Distantly, he heard Jack yell, too. Jack shouted for Bozer to get a doctor.

Then Mac was being cradled, lifted off the floor, placed on the table where Jack had been sitting. Jack covered Mac's hands with his own, talking to him in hushed, frantic words. Mac caught the 'just breathe, Mac' and 'you're okay, kiddo' through the other garbled syllables his hurting mind couldn't quite process. Distantly he felt his body starting to heave, thankful he had nothing left in his stomach to come up although Jack managed to roll him to his side.

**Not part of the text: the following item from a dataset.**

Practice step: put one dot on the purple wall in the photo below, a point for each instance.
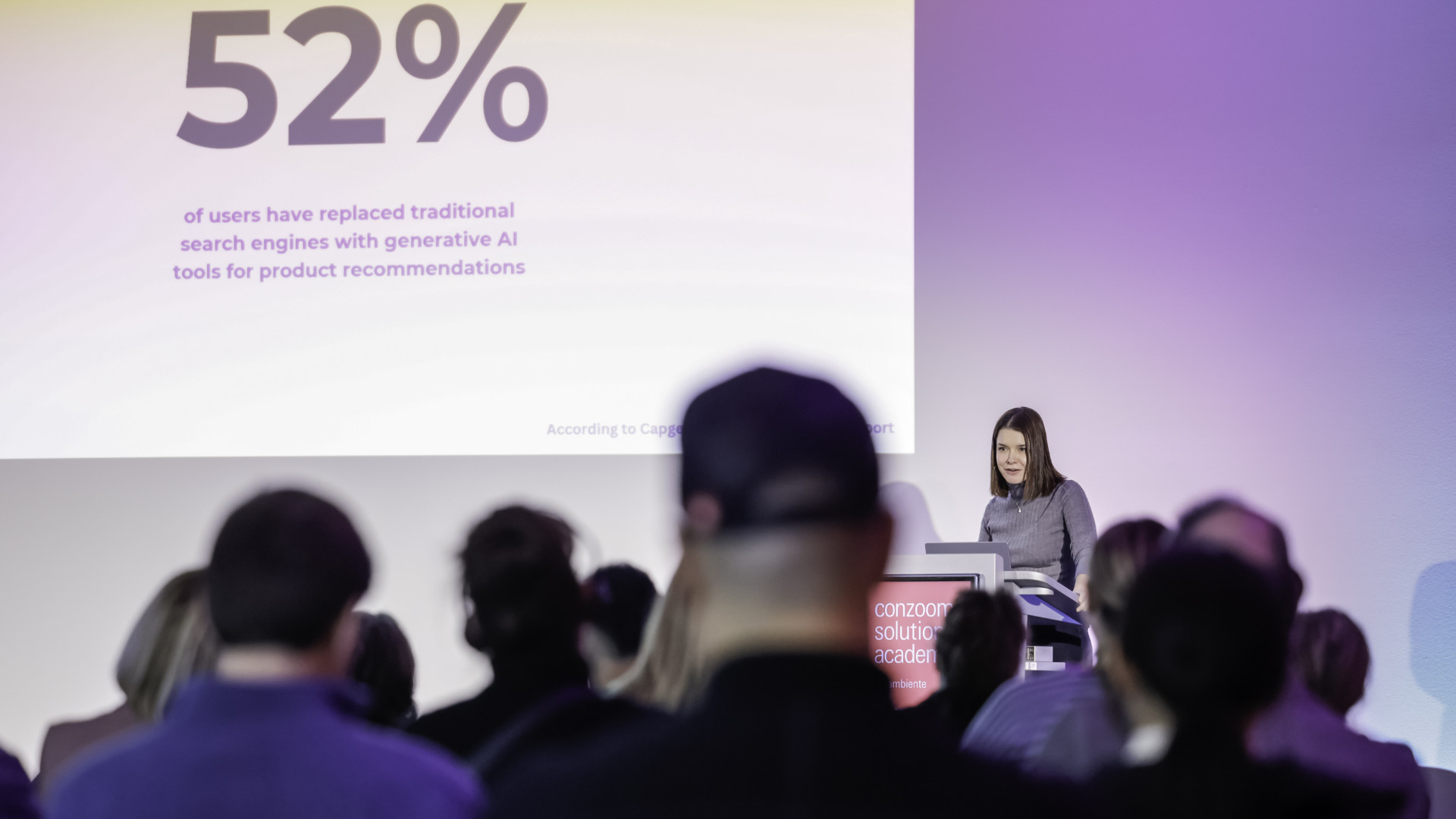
(1213, 242)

What felt like hours were probably only minutes. The release came as quickly as the spell had started. In fact, it took Mac a moment to realize he'd been freed from the throws of torment when the worst of the suffering receded swiftly like a giant wave that had just pulverized a beach only to return to a calm sea. Even in the ecstasy of liberation, Mac's heart pounded at a furious beat, his breathing came triple its normal rate as blackness crept around the edges of his vision. He had to fight to keep from slipping into unconsciousness-a fate almost as scary as another round of pain. At least in the fighting he wasn't alone. Jack was here.

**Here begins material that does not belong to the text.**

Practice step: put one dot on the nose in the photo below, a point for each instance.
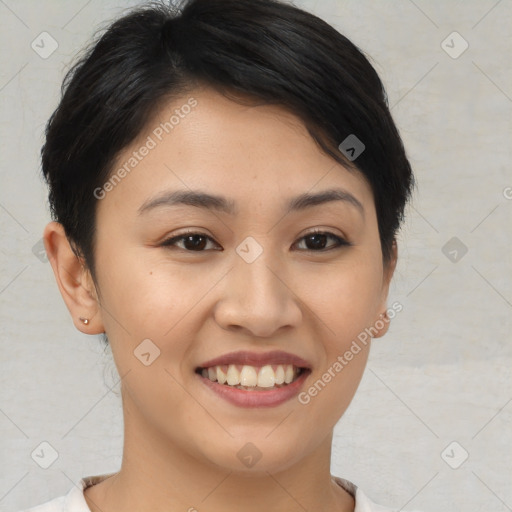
(258, 298)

"Don't go." His voice sounded foreign and deploringly weak, yet Mac couldn't even garner enough strength to be even a little embarrassed by his desperation. He let go of his head, gripping the front of Jack's crazy shirt, twisting Kamekona's likeness around his fingers. "Please don't leave."

"Hey now." Jack covered the hand clutching to him with one his of own, the other he moved to rest gently against Mac's forehead, before letting his fingers slide soothingly over Mac's hair. "I'm right here, bud. I'm not going anywhere. I've got you. I swear."

Mac wanted to say more, to tell Jack he was wasn't mad, that he was sorry for doubting him, that they were okay, but the blackness was back, more insistent than before. This time Mac was too tired not to give in so instead, he simply let go.